I have some very bizarre behavior in a script that I wrote and have used for years but, for some reason, fails to run on one particular file.
Recognizing that the script is failing to identify a key that should be in a hash, I added some test print statements to read the keys. My normal strategy involves placing asterisks before and after the variable to detect potential hidden characters. Clearly, the keys are corrupt. Relevant code block:
foreach my $fastaRecord (@GenomeList) {
my ($ID, $Seq) = split(/\n/, $fastaRecord, 2);
# uncomment next line to strip everything off sequence
# header except trailing numeric identifiers
# $ID =~ s/.+?(\d+$)/$1/;
$Seq =~ s/[^A-Za-z-]//g; # remove any kind of new line characters
$RefSeqLen = length($Seq);
$GenomeLenHash{$ID} = $RefSeqLen;
print "$ID\n";
print "*$ID**\n";
}
This produces the following output:
supercont3
**upercont3
Mitochondrion
**itochondrion
Chr1
**hr1
Chr2
**hr2
Chr3
**hr3
Chr4
**hr4
Normally, I'd suspect "illegal" newline characters as being involved.
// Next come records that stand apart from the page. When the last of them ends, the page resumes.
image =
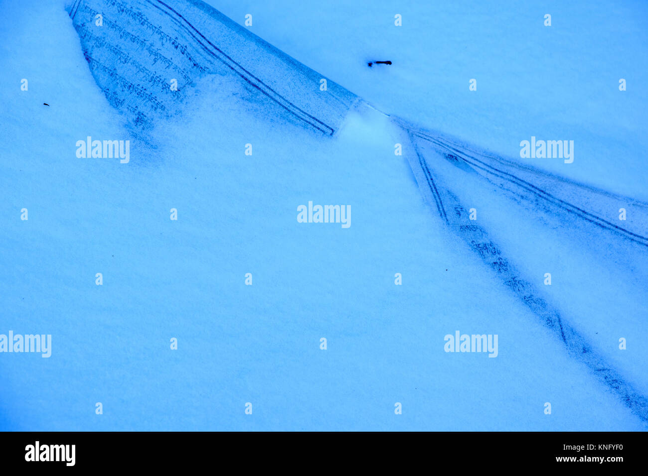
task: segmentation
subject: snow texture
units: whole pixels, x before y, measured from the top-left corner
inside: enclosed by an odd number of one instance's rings
[[[0,428],[646,429],[643,4],[209,3],[3,3]]]

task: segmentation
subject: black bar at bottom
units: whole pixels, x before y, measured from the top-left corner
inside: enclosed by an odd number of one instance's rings
[[[561,466],[614,471],[646,462],[644,433],[3,433],[0,464],[40,470],[200,468],[232,462],[325,466],[338,460],[371,466],[435,465],[470,468]],[[643,463],[643,464],[642,464]],[[303,470],[306,468],[301,466]],[[330,468],[332,470],[332,468]]]

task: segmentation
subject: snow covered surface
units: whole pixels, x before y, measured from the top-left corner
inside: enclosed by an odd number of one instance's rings
[[[242,25],[251,14],[253,33],[387,114],[648,199],[642,3],[208,3]],[[111,107],[64,6],[2,5],[0,334],[51,334],[52,348],[0,354],[0,428],[645,429],[439,220],[384,114],[354,108],[329,137],[208,74],[181,115],[143,132]],[[573,163],[520,159],[532,135],[573,140]],[[87,136],[130,139],[130,162],[77,158]],[[648,394],[645,248],[435,164]],[[297,223],[309,201],[351,205],[351,226]],[[498,334],[498,357],[445,352],[457,330]]]

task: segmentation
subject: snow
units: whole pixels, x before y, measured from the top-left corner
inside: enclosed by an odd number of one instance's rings
[[[573,164],[530,164],[647,199],[640,3],[208,3],[242,25],[252,14],[253,32],[380,111],[525,164],[520,141],[574,140]],[[3,11],[0,334],[50,334],[52,350],[0,354],[0,428],[645,429],[439,220],[384,114],[354,109],[328,137],[211,74],[181,116],[143,133],[108,104],[62,2]],[[130,139],[130,162],[78,159],[88,135]],[[648,392],[645,251],[435,163]],[[308,201],[351,205],[351,226],[297,223]],[[498,334],[498,357],[445,352],[457,330]]]

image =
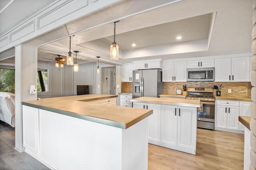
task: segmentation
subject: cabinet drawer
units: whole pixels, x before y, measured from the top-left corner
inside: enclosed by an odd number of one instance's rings
[[[131,102],[130,101],[130,99],[121,99],[121,100],[120,100],[120,102],[122,103],[122,102],[128,102],[128,103],[132,103],[132,102]]]
[[[120,98],[132,99],[132,95],[127,95],[127,94],[120,94]],[[130,100],[129,100],[129,102],[130,102]]]
[[[239,106],[239,101],[236,100],[217,100],[217,104],[218,105]]]
[[[121,104],[120,104],[120,106],[123,106],[123,107],[132,107],[132,104],[121,103]]]

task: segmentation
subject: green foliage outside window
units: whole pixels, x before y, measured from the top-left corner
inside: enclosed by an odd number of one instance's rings
[[[0,92],[14,93],[15,91],[14,70],[0,69]]]

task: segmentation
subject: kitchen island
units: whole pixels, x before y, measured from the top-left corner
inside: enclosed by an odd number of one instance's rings
[[[130,101],[134,107],[153,110],[149,117],[149,143],[196,154],[200,100],[143,97]]]
[[[22,102],[25,151],[52,169],[146,170],[151,110],[90,94]]]

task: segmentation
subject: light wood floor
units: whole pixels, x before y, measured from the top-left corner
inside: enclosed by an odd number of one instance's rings
[[[196,155],[148,144],[149,170],[242,170],[244,135],[198,129]],[[49,170],[14,149],[15,129],[0,121],[0,170]]]
[[[148,145],[149,170],[243,170],[244,134],[197,129],[196,155]]]

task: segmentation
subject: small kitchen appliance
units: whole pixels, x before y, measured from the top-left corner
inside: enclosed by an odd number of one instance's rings
[[[182,94],[182,89],[176,89],[176,94]]]
[[[198,111],[197,127],[214,130],[215,97],[212,87],[190,87],[187,90],[186,99],[200,100],[202,111]]]

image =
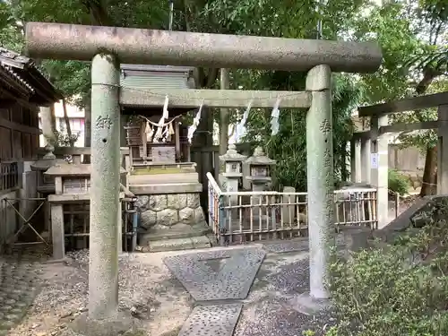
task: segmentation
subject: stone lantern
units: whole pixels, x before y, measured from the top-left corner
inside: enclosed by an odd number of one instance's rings
[[[245,163],[249,165],[250,176],[246,178],[252,183],[252,191],[264,191],[271,181],[271,168],[275,165],[275,160],[265,156],[262,147],[257,147]]]
[[[55,147],[51,144],[47,144],[45,146],[46,153],[42,159],[38,159],[33,162],[30,166],[32,171],[36,172],[37,175],[37,191],[40,194],[40,197],[47,198],[49,194],[55,194],[55,178],[49,176],[46,176],[44,173],[48,170],[49,168],[54,166],[68,165],[68,163],[63,159],[56,159],[56,155],[53,154]],[[46,202],[45,208],[45,230],[49,231],[50,228],[50,209],[49,203]]]
[[[249,166],[250,176],[246,177],[246,178],[251,182],[252,191],[255,193],[264,191],[268,183],[271,181],[271,167],[275,165],[275,160],[265,156],[262,147],[257,147],[254,151],[254,155],[247,159],[245,163]],[[253,202],[255,205],[253,210],[254,216],[260,215],[262,199],[261,195],[253,196]]]
[[[225,172],[222,173],[222,176],[226,178],[227,192],[238,191],[238,181],[243,177],[241,166],[246,159],[246,155],[237,151],[237,147],[233,143],[228,145],[228,150],[224,155],[220,156],[220,160],[225,164]],[[235,195],[230,199],[232,203],[237,202],[238,196]]]

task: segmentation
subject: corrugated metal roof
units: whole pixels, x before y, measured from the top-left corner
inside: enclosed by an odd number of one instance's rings
[[[0,62],[0,67],[4,70],[4,73],[8,73],[8,75],[13,79],[18,84],[28,90],[30,92],[34,93],[34,89],[25,80],[23,80],[19,74],[14,73],[14,71],[11,68],[11,66],[4,65]]]
[[[122,76],[120,84],[124,88],[137,90],[192,89],[188,79],[184,73],[171,73],[169,75],[165,73],[161,75],[151,73],[151,76]]]
[[[171,66],[171,65],[120,65],[121,70],[135,70],[148,72],[168,72],[168,73],[189,73],[194,68],[191,66]]]

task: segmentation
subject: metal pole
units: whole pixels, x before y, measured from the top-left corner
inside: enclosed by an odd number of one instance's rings
[[[93,57],[89,264],[89,317],[93,320],[114,318],[118,308],[119,78],[115,56]]]
[[[334,226],[334,181],[332,125],[332,71],[318,65],[308,72],[306,90],[313,95],[306,115],[306,179],[310,296],[328,298],[328,275],[332,229]]]

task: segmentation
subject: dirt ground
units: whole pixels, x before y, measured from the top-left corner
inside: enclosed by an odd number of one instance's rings
[[[309,283],[308,253],[306,247],[304,249],[307,244],[304,242],[297,244],[302,246],[298,249],[296,246],[287,253],[266,254],[249,296],[241,301],[244,309],[234,335],[298,336],[301,331],[322,330],[327,325],[316,316],[297,312],[290,304],[300,292],[307,290]],[[225,248],[252,247],[263,246],[255,244]],[[220,247],[202,251],[215,249]],[[120,256],[119,309],[133,313],[147,336],[177,336],[192,313],[194,299],[162,261],[168,255],[192,252],[195,251]],[[67,332],[66,325],[87,308],[88,255],[88,251],[78,251],[68,254],[68,263],[42,263],[41,290],[27,316],[8,335],[74,336]]]
[[[410,199],[403,202],[400,211],[412,202]],[[306,241],[292,244],[303,247]],[[225,248],[248,247],[263,246]],[[177,336],[195,304],[163,258],[220,248],[123,254],[119,258],[119,309],[132,313],[147,336]],[[323,329],[332,321],[331,317],[304,315],[291,304],[308,289],[306,247],[274,252],[267,253],[248,297],[241,301],[244,308],[234,335],[300,336],[307,330],[316,332],[316,335],[323,334]],[[89,251],[71,252],[67,257],[64,263],[39,263],[39,294],[25,318],[8,335],[75,336],[68,332],[67,323],[87,311]]]

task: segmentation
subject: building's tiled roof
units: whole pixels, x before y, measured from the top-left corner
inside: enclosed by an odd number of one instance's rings
[[[27,56],[0,47],[0,71],[29,91],[30,100],[38,105],[54,103],[62,95]]]

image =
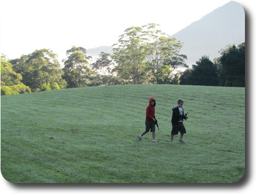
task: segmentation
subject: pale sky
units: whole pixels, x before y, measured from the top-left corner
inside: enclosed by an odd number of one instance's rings
[[[230,1],[3,0],[0,51],[13,59],[51,49],[61,62],[73,46],[111,46],[132,26],[156,23],[172,35]]]

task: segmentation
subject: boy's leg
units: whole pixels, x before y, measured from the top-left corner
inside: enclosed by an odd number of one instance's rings
[[[154,140],[154,137],[156,137],[156,132],[155,131],[153,131],[152,132],[152,138],[153,138],[153,140]]]
[[[183,137],[183,134],[180,134],[180,137],[179,138],[182,138]]]
[[[173,135],[170,135],[170,141],[173,141],[173,137],[174,137],[174,136]]]
[[[148,131],[143,131],[141,135],[141,136],[142,137],[144,135],[145,135],[146,133],[147,133]]]

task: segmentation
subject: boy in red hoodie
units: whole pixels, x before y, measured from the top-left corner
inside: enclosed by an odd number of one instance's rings
[[[152,142],[155,142],[156,140],[154,137],[156,136],[156,128],[154,126],[154,122],[156,121],[156,118],[154,117],[154,107],[156,106],[156,101],[153,98],[150,99],[150,104],[147,106],[146,109],[146,130],[143,131],[141,135],[138,136],[138,140],[141,141],[142,137],[146,133],[150,131],[152,132]]]

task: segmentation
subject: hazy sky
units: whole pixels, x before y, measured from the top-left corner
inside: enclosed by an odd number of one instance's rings
[[[61,60],[73,46],[111,46],[132,26],[157,23],[172,35],[230,1],[3,0],[0,51],[13,59],[51,49]]]

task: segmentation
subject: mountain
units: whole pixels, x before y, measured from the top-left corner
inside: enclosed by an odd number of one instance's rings
[[[102,46],[98,47],[89,48],[86,50],[87,54],[92,57],[99,57],[99,55],[102,52],[109,54],[113,54],[111,46]]]
[[[245,41],[244,10],[231,1],[169,37],[184,42],[180,53],[186,55],[190,67],[204,55],[213,61],[227,45]]]
[[[169,37],[184,42],[180,53],[186,55],[186,62],[190,67],[204,55],[213,61],[220,56],[218,51],[227,45],[238,45],[245,41],[244,10],[241,4],[231,1]],[[87,51],[93,57],[98,57],[101,52],[113,54],[111,46]]]

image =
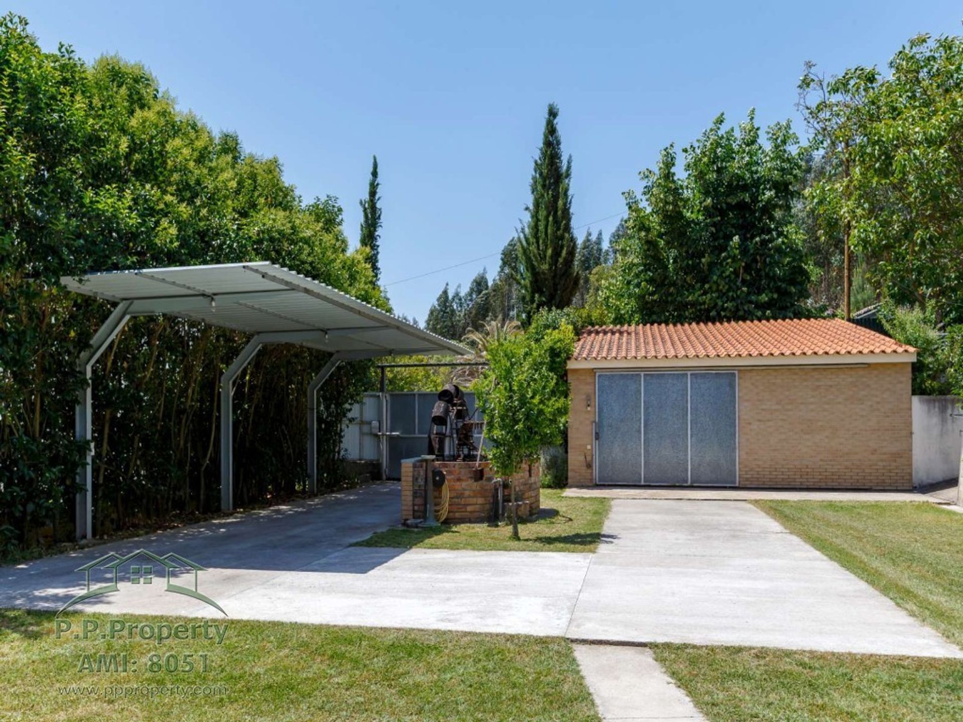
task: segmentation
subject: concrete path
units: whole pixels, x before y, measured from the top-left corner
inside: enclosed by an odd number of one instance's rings
[[[573,639],[963,657],[754,506],[616,501]]]
[[[575,658],[603,722],[705,722],[651,650],[577,644]]]
[[[605,499],[676,499],[687,502],[751,502],[769,499],[780,502],[928,502],[948,504],[944,495],[918,494],[914,491],[819,491],[816,489],[698,489],[638,487],[591,487],[568,489],[566,497],[602,497]]]
[[[58,609],[79,566],[143,547],[206,567],[199,590],[233,618],[961,656],[744,503],[615,501],[596,554],[349,546],[397,515],[397,485],[372,485],[0,568],[0,606]],[[218,614],[160,583],[75,608]]]
[[[84,590],[79,566],[143,547],[206,567],[198,589],[232,618],[565,632],[590,554],[350,547],[397,524],[398,495],[397,484],[371,485],[0,568],[0,607],[56,610]],[[91,581],[105,583],[108,575]],[[220,616],[163,588],[121,583],[73,608]]]

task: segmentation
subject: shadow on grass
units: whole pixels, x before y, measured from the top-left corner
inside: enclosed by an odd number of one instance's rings
[[[39,639],[43,636],[42,626],[53,618],[53,612],[0,609],[0,636],[13,634],[27,639]]]
[[[557,544],[565,544],[573,547],[594,547],[599,544],[612,544],[614,534],[603,534],[601,531],[583,531],[564,536],[523,536],[522,541],[544,544],[551,547]]]

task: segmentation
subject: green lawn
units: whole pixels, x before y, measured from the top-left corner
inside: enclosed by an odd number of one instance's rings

However, I manually replaced all newlines in the input file to try and solve the problem. What in the input file could be causing the script to execute in this way? I could imagine that maybe, despite my efforts, there is still an illegal newline after the ID variable, but then why are neither the first asterisk, nor newline characters after the double asterisk not printed, and why is the double asterisk printed at the beginning of the line in a way that overwrites the first asterisk as well as the first two characters of the variable "value"?